Sosialisasi dibuka oleh Penjabat (Pj) Wali Kota Kendari Asmawa Tosepu didampingi Sekretaris Daerah (Sekda) Kota Kendari Ridwansyah Taridala ini, dan menghadirkan Kepala Bidang Kajikasi Komisi Pengawas Persaingan Usaha (KPPU) Kanwil VI Makassar/Penyidik Utama Muda, Hasiholan Pasaribu.
Kegiatan tesebut diikuti oleh Pengguna Anggaran (PA), Kuasa Pengguna Anggaran (KPA), Pejabat Pembuat Komitmen (PPK) dan Pokja Pejabat Pengadaan Barang dan Jasa di Kota Kendari.
Asmawa mengatakan, sosialisasi tersebut membahas hukum persaingan usaha di Indonesia, potensi pelanggaran hukum persaingan usaha dalam pengadaan barang dan jasa pemerintah, dan juga peran KPPU sesuai amanat Undang-Undang Nomor 5 Tahun 1999 tentang Larangan Praktek Monopoli dan Persaingan Usaha Tidak Sehat.
Asmawa menilai, keberadaan KPPU sangat penting dalam mengawasi PA/KPA/PPK dan Pokja Pejabat Pengadaan Barang dan Jasa. Sehingga dalam proses aktivitas pengadaan barang dan jasa tetap mengacu pada peraturan yang berlaku dan dapat berjalan dengan baik, yaitu tidak terkategori sebagai kegiatan yang bersifat monopoli serta tidak menyisakan persoalan hukum ke depannya.

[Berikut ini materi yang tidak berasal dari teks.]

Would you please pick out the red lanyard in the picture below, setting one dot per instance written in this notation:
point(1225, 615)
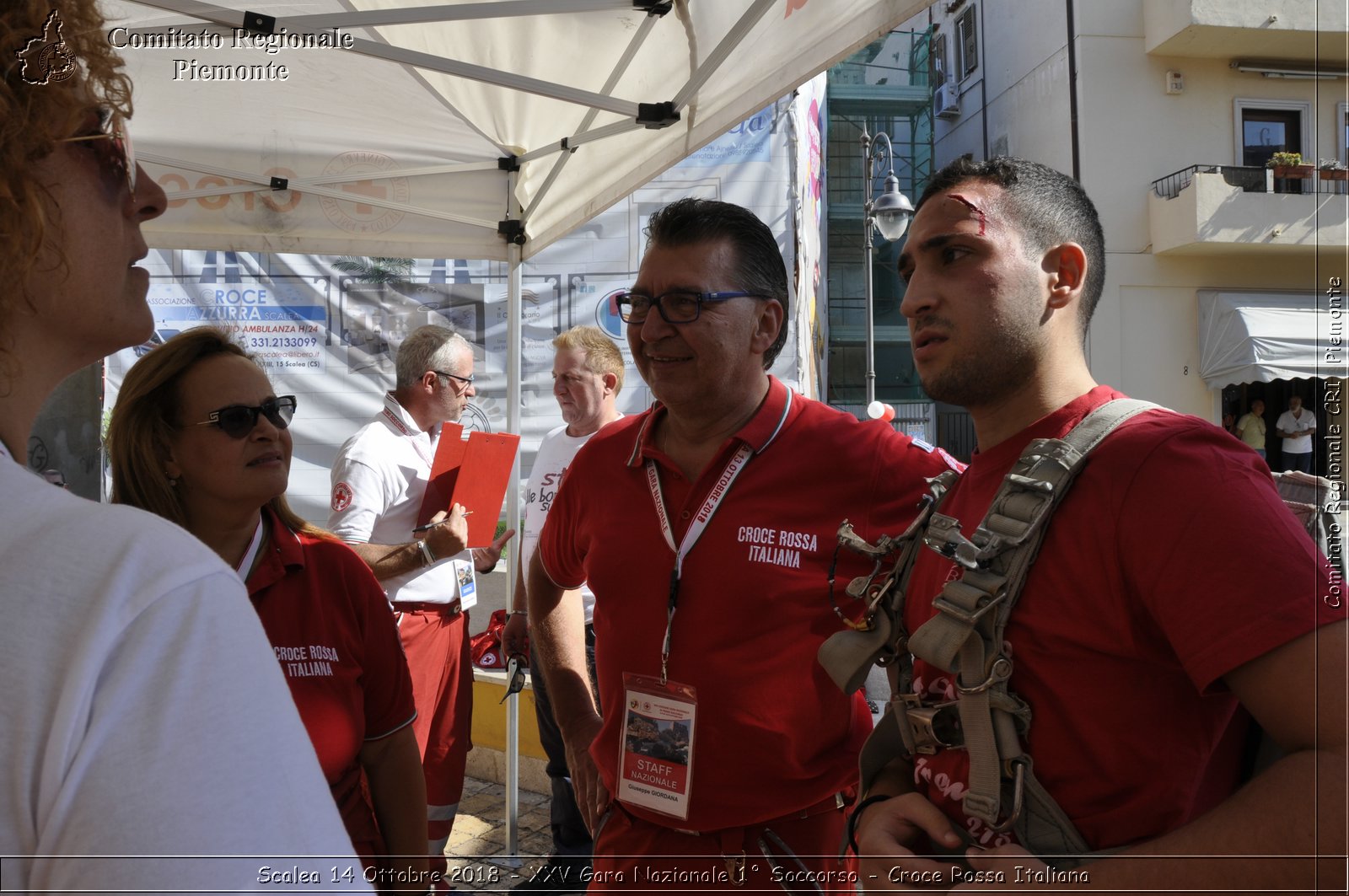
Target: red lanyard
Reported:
point(695, 529)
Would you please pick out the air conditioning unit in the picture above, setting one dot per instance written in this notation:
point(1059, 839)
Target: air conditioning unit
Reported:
point(946, 101)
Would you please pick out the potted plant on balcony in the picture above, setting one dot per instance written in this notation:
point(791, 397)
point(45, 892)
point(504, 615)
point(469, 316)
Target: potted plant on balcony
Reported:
point(1288, 165)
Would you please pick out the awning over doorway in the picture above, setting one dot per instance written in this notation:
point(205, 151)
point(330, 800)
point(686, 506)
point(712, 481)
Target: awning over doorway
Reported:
point(1250, 336)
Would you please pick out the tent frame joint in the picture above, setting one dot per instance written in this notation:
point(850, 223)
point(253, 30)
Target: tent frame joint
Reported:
point(258, 24)
point(654, 116)
point(512, 231)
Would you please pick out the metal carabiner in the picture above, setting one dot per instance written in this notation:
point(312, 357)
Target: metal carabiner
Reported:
point(804, 877)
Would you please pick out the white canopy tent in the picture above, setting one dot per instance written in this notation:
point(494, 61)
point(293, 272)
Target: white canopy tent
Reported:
point(1248, 336)
point(449, 130)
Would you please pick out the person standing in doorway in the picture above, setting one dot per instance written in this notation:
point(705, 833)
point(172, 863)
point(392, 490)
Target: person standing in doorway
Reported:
point(1251, 428)
point(1295, 427)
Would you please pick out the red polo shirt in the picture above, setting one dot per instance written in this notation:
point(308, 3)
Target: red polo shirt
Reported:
point(773, 734)
point(334, 636)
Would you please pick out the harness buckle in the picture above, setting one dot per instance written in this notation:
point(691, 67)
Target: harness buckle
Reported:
point(968, 617)
point(735, 868)
point(1002, 671)
point(1018, 795)
point(935, 727)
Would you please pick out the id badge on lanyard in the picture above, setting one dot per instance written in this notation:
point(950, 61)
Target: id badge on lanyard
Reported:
point(656, 754)
point(465, 579)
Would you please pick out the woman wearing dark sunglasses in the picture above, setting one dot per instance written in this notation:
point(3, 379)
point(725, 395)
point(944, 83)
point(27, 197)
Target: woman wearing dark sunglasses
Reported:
point(199, 437)
point(141, 713)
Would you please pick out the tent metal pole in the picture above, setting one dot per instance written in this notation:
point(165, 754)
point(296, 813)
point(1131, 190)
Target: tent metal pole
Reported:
point(229, 19)
point(496, 78)
point(514, 351)
point(451, 13)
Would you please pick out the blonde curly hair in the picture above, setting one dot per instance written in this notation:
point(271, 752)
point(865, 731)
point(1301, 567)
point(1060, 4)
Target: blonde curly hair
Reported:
point(34, 116)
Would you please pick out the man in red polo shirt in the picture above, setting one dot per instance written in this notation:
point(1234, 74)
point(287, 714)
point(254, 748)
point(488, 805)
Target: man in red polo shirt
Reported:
point(706, 529)
point(1173, 590)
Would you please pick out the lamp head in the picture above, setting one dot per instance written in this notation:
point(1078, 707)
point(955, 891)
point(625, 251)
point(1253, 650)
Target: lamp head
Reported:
point(892, 211)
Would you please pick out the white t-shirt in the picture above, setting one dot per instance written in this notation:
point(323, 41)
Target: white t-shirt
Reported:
point(142, 713)
point(379, 480)
point(555, 455)
point(1305, 426)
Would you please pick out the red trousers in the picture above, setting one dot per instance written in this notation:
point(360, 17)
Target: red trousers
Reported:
point(636, 855)
point(436, 644)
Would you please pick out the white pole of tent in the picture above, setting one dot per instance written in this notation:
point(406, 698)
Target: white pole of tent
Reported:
point(514, 350)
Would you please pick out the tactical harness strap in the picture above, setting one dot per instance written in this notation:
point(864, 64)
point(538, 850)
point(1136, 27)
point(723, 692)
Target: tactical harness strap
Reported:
point(965, 636)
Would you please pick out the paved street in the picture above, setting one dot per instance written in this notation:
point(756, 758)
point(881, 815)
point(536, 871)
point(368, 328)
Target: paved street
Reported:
point(478, 857)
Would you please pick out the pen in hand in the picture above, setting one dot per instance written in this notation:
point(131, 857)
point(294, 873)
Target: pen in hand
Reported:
point(432, 525)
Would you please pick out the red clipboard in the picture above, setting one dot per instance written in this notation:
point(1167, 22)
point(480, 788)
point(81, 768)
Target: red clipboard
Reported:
point(472, 473)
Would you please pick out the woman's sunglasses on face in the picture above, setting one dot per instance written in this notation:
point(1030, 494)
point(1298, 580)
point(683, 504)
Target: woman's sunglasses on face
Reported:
point(112, 143)
point(238, 421)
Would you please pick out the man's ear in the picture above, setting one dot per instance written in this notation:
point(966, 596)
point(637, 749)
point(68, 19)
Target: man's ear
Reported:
point(771, 321)
point(1066, 266)
point(165, 455)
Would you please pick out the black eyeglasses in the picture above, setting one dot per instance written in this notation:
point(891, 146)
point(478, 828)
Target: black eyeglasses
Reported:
point(115, 154)
point(467, 381)
point(514, 676)
point(238, 421)
point(676, 307)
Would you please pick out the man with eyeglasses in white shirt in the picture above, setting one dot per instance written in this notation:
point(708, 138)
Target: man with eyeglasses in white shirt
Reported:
point(379, 480)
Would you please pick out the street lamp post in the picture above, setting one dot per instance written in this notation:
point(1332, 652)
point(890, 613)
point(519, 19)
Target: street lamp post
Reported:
point(889, 213)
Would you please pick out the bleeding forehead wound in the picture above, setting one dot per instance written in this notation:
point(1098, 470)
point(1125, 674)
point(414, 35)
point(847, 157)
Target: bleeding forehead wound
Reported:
point(975, 211)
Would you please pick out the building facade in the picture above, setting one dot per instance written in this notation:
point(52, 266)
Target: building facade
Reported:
point(1224, 281)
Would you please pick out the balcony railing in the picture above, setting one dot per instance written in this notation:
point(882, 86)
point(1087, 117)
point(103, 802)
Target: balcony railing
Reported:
point(1248, 179)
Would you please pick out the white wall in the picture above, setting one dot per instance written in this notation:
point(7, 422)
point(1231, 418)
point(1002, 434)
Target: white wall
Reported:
point(1131, 132)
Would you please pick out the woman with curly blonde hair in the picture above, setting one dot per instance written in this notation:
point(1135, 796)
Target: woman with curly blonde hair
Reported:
point(143, 714)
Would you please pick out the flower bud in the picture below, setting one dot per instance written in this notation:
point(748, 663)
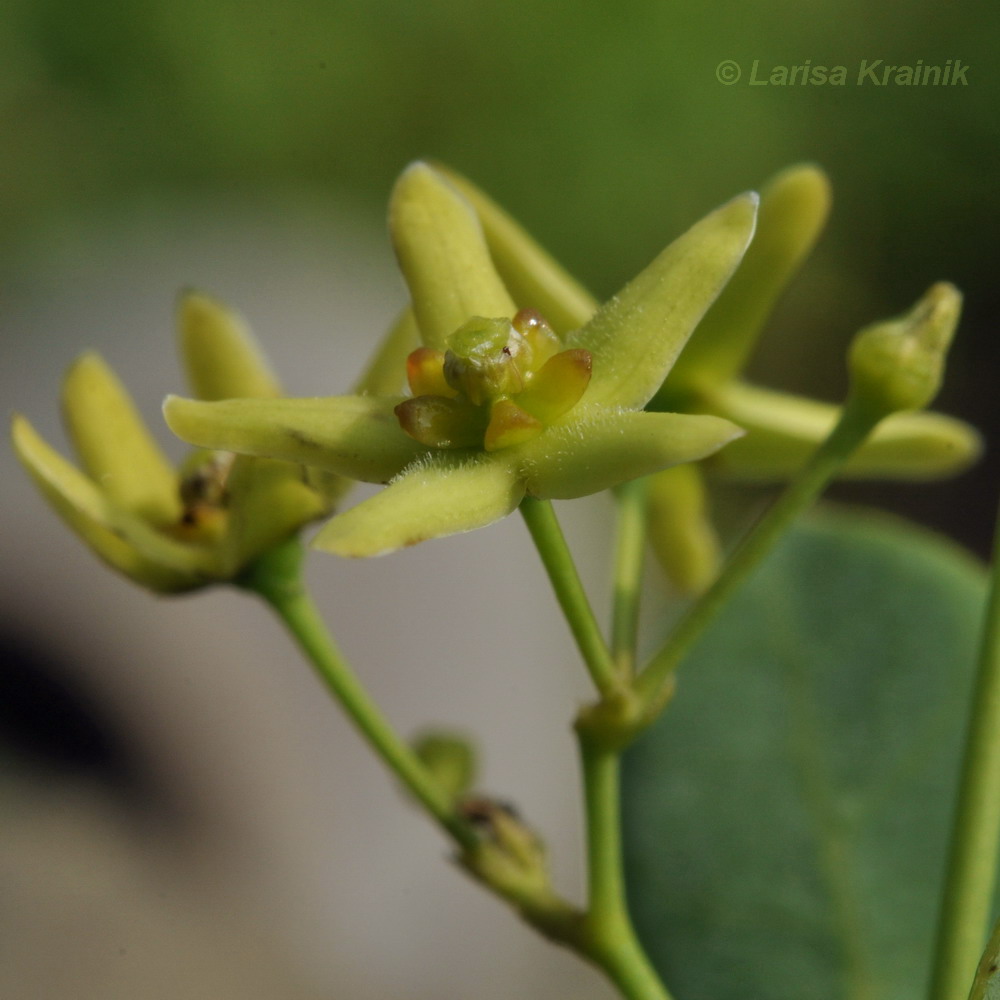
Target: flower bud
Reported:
point(898, 364)
point(451, 760)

Melalui sosialisasi tersebut, pihaknya berharap dapat memberikan pemahaman, pengetahuan, dan pengalaman kepada seluruh peserta, sehingga ke depan bisa menjadi referensi dalam melaksanakan berbagai kegiatan di Pemerintah Kota Kendari.

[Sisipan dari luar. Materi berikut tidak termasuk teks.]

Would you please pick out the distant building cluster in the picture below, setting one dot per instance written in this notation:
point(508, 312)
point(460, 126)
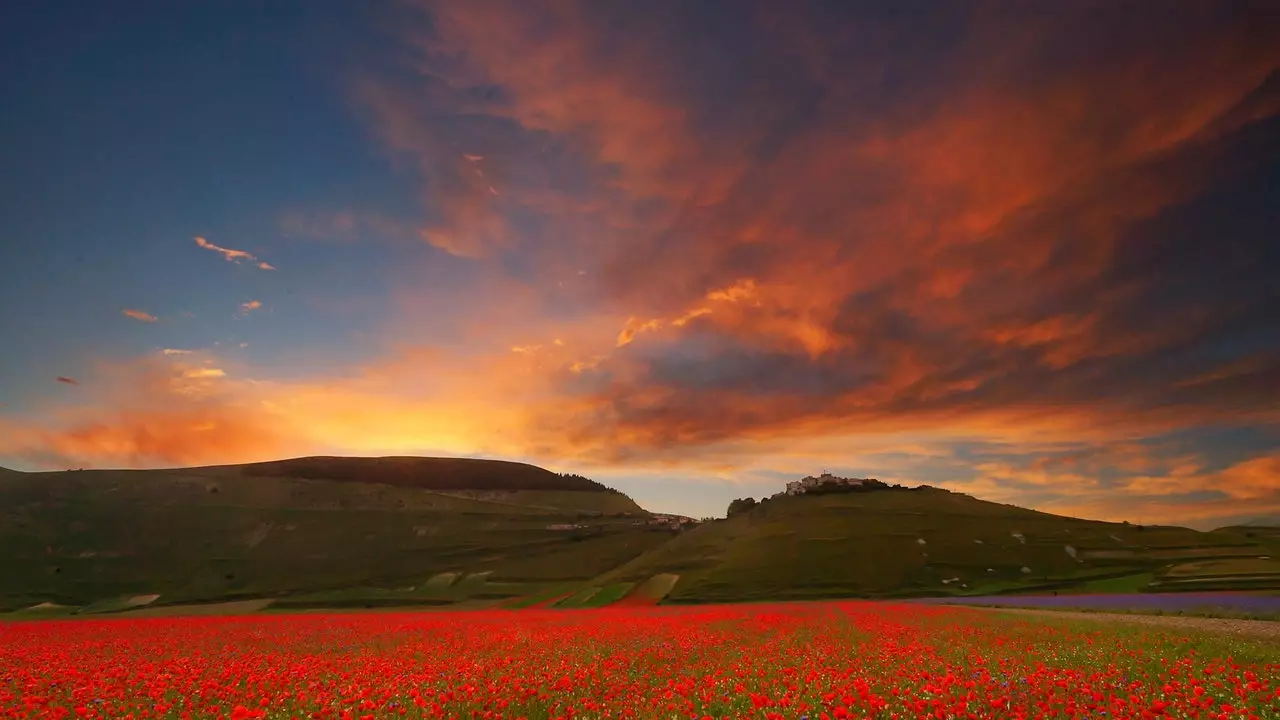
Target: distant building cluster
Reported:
point(826, 481)
point(671, 520)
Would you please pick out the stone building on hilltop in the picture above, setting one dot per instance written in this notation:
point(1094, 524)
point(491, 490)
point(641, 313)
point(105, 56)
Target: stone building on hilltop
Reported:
point(824, 481)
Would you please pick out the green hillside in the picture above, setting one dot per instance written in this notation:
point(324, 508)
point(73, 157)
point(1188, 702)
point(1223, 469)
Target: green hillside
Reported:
point(325, 532)
point(918, 542)
point(228, 532)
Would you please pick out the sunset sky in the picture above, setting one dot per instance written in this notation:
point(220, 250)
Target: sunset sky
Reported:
point(1023, 250)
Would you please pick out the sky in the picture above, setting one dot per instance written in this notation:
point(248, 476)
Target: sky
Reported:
point(1020, 250)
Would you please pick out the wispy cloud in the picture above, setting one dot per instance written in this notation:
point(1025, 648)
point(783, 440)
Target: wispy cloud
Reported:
point(233, 255)
point(138, 315)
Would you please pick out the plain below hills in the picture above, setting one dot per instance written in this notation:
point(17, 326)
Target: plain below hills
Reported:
point(337, 532)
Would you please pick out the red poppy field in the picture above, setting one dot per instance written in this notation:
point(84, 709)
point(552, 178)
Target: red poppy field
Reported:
point(768, 661)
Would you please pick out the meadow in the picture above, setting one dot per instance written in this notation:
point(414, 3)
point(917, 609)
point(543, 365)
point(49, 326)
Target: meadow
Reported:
point(812, 660)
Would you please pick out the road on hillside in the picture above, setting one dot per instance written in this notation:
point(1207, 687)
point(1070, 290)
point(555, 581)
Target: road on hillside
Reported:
point(1269, 629)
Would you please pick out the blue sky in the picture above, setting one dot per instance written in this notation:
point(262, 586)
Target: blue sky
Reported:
point(691, 250)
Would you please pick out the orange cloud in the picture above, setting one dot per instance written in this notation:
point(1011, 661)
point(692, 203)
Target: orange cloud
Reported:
point(785, 233)
point(138, 315)
point(233, 255)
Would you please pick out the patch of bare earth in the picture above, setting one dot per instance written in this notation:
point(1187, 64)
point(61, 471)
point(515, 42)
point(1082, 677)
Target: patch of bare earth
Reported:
point(1212, 625)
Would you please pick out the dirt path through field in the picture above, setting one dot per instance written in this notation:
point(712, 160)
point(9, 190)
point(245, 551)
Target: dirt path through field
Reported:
point(1215, 625)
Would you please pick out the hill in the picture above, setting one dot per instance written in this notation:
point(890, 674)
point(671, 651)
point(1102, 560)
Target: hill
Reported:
point(252, 531)
point(325, 532)
point(927, 542)
point(425, 473)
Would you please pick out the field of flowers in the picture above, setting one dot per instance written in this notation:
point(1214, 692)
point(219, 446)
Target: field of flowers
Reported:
point(769, 661)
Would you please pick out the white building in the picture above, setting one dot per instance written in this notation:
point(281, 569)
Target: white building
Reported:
point(800, 487)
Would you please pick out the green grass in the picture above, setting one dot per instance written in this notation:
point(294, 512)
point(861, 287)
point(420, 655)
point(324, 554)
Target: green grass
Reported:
point(608, 595)
point(82, 537)
point(213, 534)
point(868, 545)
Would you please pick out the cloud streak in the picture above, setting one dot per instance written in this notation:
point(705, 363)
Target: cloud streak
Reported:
point(814, 224)
point(138, 315)
point(234, 255)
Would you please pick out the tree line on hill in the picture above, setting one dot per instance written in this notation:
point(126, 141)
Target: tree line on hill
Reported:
point(746, 504)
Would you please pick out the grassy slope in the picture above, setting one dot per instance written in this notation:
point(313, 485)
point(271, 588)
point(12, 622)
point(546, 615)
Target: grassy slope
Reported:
point(868, 545)
point(214, 533)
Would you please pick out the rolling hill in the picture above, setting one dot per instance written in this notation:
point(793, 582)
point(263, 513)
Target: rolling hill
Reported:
point(926, 542)
point(324, 532)
point(305, 525)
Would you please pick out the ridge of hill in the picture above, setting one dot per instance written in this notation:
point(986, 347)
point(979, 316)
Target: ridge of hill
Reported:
point(325, 532)
point(927, 541)
point(425, 473)
point(222, 533)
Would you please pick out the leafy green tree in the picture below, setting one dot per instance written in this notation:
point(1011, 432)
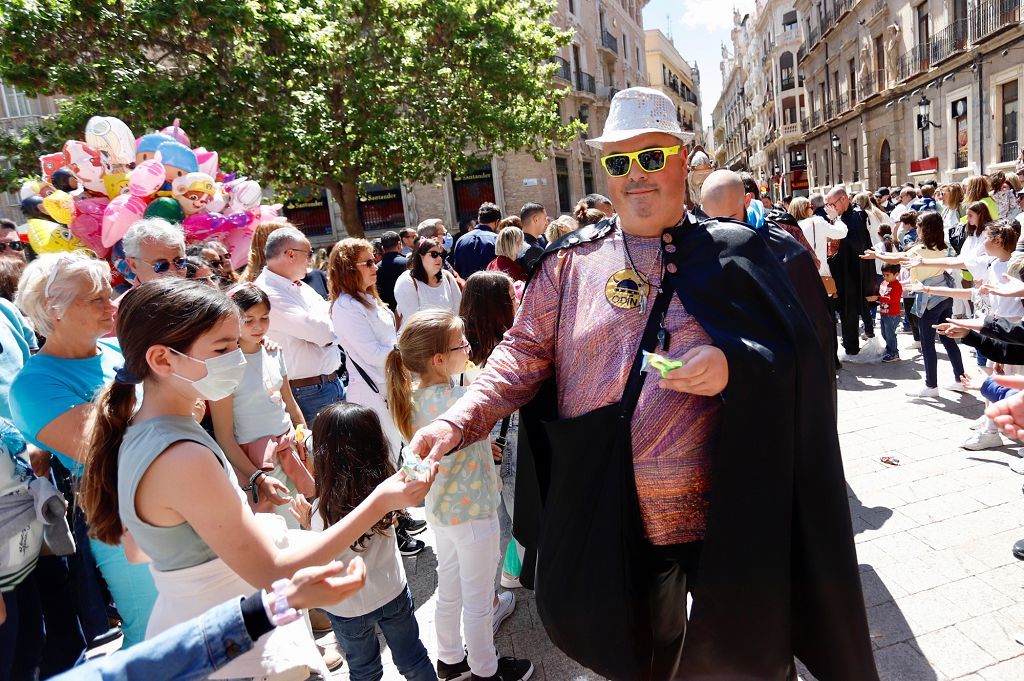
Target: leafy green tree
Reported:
point(297, 93)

“Bagi kami ini menjadi hal penting terutama dalam rangka kita membatasi diri kita, terutama PA/KPA/PPK dan Pokja Pejabat Pengadaan Barang dan Jasa membuat barier bagi diri kita dalam melaksanakan tugas, manakala kita tidak mengetahui ternyata ada larangan baik itu praktek monopoli maupun persaingan usaha tidak sehat,” tutupnya.